Friday, April 30, 2010

Who Are Your Champions?

When I was in business school, I read The Soul in the Computer for one of my CSR classes. What I got out of the book was that individual employees could bring their values to work and make change from within a company - and that it was important to identify and empower these employees in order to create change. The message seemed pretty elementary to me at the time, but after working in CSR for the past several years, the importance of this concept has only increased in my estimation.

If you ask most CSR practitioners, they'll tell you that one of their priorities is to "integrate" CSR into all parts of the business. Some will go so far as to say that they're trying to work the CSR practitioner out of a job. At one company where I worked, a Legal VP described CSR as "an insidious virus" that could spread through the company and take hold of all employees (This was meant to be a good thing!).

But it takes time to identify these change-makers and champions: people in traditional business functions who want to help with the CSR agenda and can help make decisions that are relevant to their particular functions. It's great when these like-minded employees approach you as the CSR practitioner, but I find that I need to plan time to proactively reach out to people who I sense are "of the faith."

The other day, I set up a meeting with someone who manages a very resource-intensive product.
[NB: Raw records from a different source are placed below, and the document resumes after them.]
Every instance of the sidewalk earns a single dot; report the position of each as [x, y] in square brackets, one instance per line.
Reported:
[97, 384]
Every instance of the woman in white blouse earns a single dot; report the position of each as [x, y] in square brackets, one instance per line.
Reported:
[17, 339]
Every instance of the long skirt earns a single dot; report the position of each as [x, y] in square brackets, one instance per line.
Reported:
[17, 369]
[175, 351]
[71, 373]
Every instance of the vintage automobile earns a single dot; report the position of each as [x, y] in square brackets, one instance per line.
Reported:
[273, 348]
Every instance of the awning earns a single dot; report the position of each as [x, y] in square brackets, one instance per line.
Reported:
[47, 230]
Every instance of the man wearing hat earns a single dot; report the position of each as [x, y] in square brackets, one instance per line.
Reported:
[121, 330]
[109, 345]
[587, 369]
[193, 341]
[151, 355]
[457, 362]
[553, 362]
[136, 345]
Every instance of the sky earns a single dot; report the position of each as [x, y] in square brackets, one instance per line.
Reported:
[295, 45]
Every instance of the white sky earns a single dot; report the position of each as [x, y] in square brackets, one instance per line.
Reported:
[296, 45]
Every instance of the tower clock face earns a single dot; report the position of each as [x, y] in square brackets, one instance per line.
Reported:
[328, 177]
Without having ever met her, I simply sent her a meeting over Outlook, showed up to her office and explained that I was curious about her work. As we chatted, I asked about some of the potential environmental impacts and attributes of the raw materials that go into her product category and she lit up!

It turns out, she's passionate about environmental sustainability and had been thinking about these very issues, but never had anyone to discuss the topic with. We talked about some no-cost and low-cost ways to increase the environmental attributes of this product and scheduled some follow-up meetings with vendors to learn more. If our little covert operation is successful, we may be able to reduce one of the company's pretty big impacts, imbue the product with environmental attributes and enhance our brand from a CSR perspective.

Every company has people like my colleague and I see it as my job to start asking questions in order to find them. In many cases, people are simply looking for the opportunity to think these ideas through and will welcome the chance to test CSR-related projects. If you can find them, these champions can act like a special ops team - and lord knows every CSR practitioner could use more help and resources!

Monday, April 5, 2010

Kids, Pay Attention in Class!

No one in my b-school class would have confused me with a "quant jock." From the moment I stepped foot on campus, it was clear that I was a "poet" through and through. My liberal arts undergrad and my consulting-lite experience cemented my fate as the guy who would write the memo or design the PowerPoint slides in each group project. Leave the hard-core financial models to someone else.

My classroom experiences offered additional data points to show that I wouldn't ever be a corporate numbers guy. I sort of understood the concepts in my stats class and managed somehow to pass, but I knew in the back of my mind that I would never have to rely on unlocking an r-value to earn my paycheck. Queuing theory was an interesting exercise, but Gantt charts made me cross-eyed. I did, however, enjoy my corporate finance classes. Strange, but every data chart has outliers, right?

Fast-forward several years and I find myself in a position where I'm digging deep to remember details from classes I never thought I'd revisit again. Like the teacher trying to dissuade a 12-year old of the notion that he will never need to use algebra in "real life," I'm encouraging all you aspiring CSR practitioners in MBA programs to pay attention to these lessons!

In the past weeks, I've been pulled into conversations about AQLs and NPVs. I've had to seek correlation and statistical significance. My research has delved into countries' GDPs and labor optimization.

As a CSR practitioner, I'm effective at my job only as long as I understand the business I'm in. I find that I'm constantly trying to understand my business better, to figure out my colleagues' pain points and to find interesting social and environmental opportunities.

It's too easy to dismiss CSR as a fringe exercise that has no real relevance to the business, and in some companies, that may be okay. But if you really want to make a strategic difference - both to society and to your company - you'll go out of your way to learn the business, be conversant in important issues and create connections that others may have missed.